Thereafter, appellant's appointed appellate counsel filed a motion to withdraw and a brief in support pursuant to Anders in which she certifies that she has diligently reviewed the record and, in her professional opinion, under the controlling authorities and facts of the cases, there is no reversible error or legitimate ground on which a non-frivolous appeal can arguably be predicated. The brief discusses in detail the procedural history of the case and the events at trial. Counsel discusses the applicable law and sets forth the reasons she believes there are no arguably meritorious issues on which to appeal. Counsel has certified that a copy of the Anders brief and motion to withdraw have been served on appellant, and that counsel has advised appellant of his right to review the record and file a pro se response. Johnson v. State, 885 S.W.2d 641, 645 (Tex.App.--Waco 1994, pet. ref'd). By letter, this Court also notified appellant of his opportunity to submit a response to the Anders brief and motion to withdraw filed by his counsel. Appellant filed a response raising seven issues.
In conformity with the standards set out by the United States Supreme Court, we will not rule on the motion to withdraw until we have independently examined the record in each matter. Nichols v. State, 954 S.W.2d 83, 86 (Tex.App.BSan Antonio 1997, no pet.). If this Court determines the appeal arguably has merit, we will remand it to the trial court for appointment of new counsel. Stafford v. State, 813 S.W.2d 503, 511 (Tex.Crim.App.1991).
By her Anders brief, counsel raises grounds that could possibly support an appeal, but explains why none show reversible error. She concludes the appeal is frivolous. Appellant also raises several issues. We have reviewed each ground and made an independent review of the entire record to determine whether there are any arguable grounds which might support an appeal. See Penson v. Ohio, 488 U.S. 75, 109 S.Ct. 346, 102 L. Ed. 2d 300 (1988); Bledsoe v. State, 178 S.W.3d 824 (Tex.Crim.App. 2005). We have found no such arguable grounds supporting a claim of reversible error, and agree with counsel that the appeal is frivolous.

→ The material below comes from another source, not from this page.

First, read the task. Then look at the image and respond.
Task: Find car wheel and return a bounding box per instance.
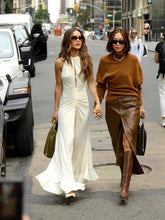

Accordingly, we grant counsel's motion to withdraw[3] and affirm the judgment of the trial court.
James T. Campbell
Justice
Do not publish.
[1] See Tex. Penal Code Ann. ' 22.02(a)(2) (Vernon Supp. 2005). The indictment contained the allegation appellant used or exhibited a deadly weapon during the offense.
[2] Anders v. California, 386 U.S. 738, 87 S.Ct. 1396, 18 L.Ed. 493 (1967); see In re Schulman, 252 S.W.3d 403 (Tex.Crim.App. 2008).
[3] Counsel shall, within five days after the opinion is handed down, send her client a copy of the opinion and judgment, along with notification of the defendant=s right to file a pro se petition for discretionary review. Tex. R. App. P. 48.4.